“Your representative owes you, not his industry only, but his judgment; and he betrays, instead of serving you, if he sacrifices it to your opinion.”
— Edmund Burke, member of the British Parliament, speech to the electors of Bristol, Nov. 3, 1774
This epigram is gospel to a great many elected officials around the world. It sums up the theory of representative democracy, the idea that those chosen by their constituencies to represent them in national, state and local assemblies are not there just to fulfill orders like so many pizza delivery drivers.
No, our representatives are supposed to do the work, study the issues, hear the testimony, read the reports, balance the interests and all the other things that the folks back home could do for themselves if they weren’t so busy living their own lives, raising their own families, running their own businesses.
But that doesn’t mean that whatever decisions those representatives make are the correct ones.
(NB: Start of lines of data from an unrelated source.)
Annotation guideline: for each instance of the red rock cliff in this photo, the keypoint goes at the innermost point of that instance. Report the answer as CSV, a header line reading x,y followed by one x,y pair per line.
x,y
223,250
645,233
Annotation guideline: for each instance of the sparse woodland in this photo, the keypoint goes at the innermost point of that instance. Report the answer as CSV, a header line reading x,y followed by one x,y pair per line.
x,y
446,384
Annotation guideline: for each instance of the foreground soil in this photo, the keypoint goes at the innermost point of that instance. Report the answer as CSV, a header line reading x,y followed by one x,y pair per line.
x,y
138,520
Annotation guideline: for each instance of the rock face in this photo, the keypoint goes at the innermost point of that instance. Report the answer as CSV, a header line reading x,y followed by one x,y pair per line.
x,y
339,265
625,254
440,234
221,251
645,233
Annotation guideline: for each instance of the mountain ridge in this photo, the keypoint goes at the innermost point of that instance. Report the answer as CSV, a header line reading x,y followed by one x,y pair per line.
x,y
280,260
That’s why we have elections, freedom of speech and of the press and, in Utah, a relatively robust process for the voters to pass their own laws or countermand decisions of the Legislature.
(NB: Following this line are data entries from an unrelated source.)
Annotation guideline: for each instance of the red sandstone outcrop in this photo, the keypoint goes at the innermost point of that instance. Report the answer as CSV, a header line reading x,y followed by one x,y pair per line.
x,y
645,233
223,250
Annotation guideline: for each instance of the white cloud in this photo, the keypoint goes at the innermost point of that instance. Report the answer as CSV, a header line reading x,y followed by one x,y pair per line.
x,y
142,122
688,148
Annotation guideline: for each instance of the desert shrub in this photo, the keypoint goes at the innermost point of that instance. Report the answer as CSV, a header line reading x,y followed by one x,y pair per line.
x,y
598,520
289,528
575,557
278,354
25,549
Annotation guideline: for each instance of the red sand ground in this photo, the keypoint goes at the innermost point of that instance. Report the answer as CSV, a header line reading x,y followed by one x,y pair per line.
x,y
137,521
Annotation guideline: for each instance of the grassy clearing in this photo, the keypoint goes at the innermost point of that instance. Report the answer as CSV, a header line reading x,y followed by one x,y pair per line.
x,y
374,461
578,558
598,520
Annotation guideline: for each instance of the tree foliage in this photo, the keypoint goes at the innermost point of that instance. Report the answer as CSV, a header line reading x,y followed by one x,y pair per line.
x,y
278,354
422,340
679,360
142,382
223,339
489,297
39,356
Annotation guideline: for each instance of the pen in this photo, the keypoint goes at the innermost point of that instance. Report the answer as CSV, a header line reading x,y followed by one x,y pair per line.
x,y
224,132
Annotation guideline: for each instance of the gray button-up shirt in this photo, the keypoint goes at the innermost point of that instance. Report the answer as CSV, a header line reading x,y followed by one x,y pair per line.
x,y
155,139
There was an echo of Burke — a political thinker claimed as a ancestor of modern conservatives and liberals alike — in the somewhat catty remarks made last week by House Speaker Brad Wilson at the opening of the 2020 session of the Utah Legislature.
Wilson was apparently still smarting from the popular revolt against the Legislature’s tax reform package, a complex and unpopular bill that was repealed as one of the first orders of business after a petition drive that would have forced a popular vote on the matter if it were allowed to stand.
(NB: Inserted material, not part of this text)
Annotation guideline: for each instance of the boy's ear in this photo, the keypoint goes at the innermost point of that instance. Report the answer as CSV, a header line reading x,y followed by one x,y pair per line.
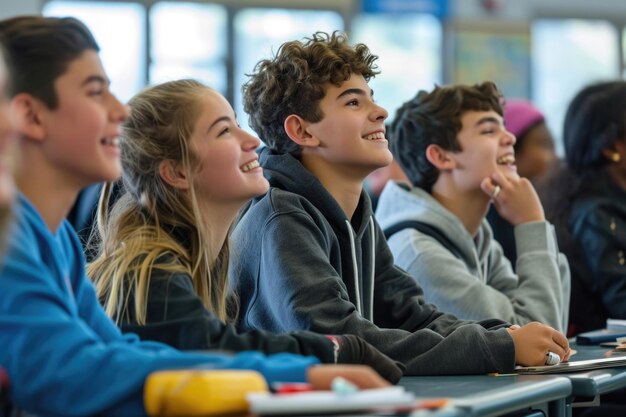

He referred to the petition drive as “divisive” and often “short of facts.” He predicted big trouble ahead for a state that turns its back on the established idea of representative, rather than direct, democracy.
Nobody likes to be told that he isn’t doing his job properly. Nobody feels good when someone else barges in and says, “Here, you’re doing it all wrong. Let me.”
But what if they are doing it all wrong?
Wilson may have been correct in saying that the voters did not fully understand all the ramifications of the now-withdrawn tax bill.
But they understood all too well that the primary goal of this “reform” seemed to be to make the state’s revenue base more regressive, cutting the already low and flat income tax rate — robbing funds from the already underfunded public education system — and boosting the sales tax levy on basic necessities of life such as groceries and gasoline.
These are the same voters who in 2018 approved two propositions — one to set up a system allowing the use of cannabis for medical purposes and the other implementing the full expansion of Medicaid under the Affordable Care Act — which lawmakers wasted no time in undoing. To their own futile embarrassment.
The Legislature’s redo of medical marijuana had to be redone. And its plan to substitute its own cruel and fiscally absurd Medicaid plan for the one that the voters liked — and agreed to pay for through a tiny hike in sales tax — was so poorly drawn that the federal government wouldn’t allow it.
In both cases, the people of Utah are getting what they voted for. Just a year or two late.
Burke would say — did say — that while elected representatives are not supposed to make their decisions based upon the whim of the electorate, they are supposed to set policy that furthers the interests and meets the needs of the people.
In several important matters, the Utah Legislature has not proven that it is up to that task.
This year gives them the chance to do better.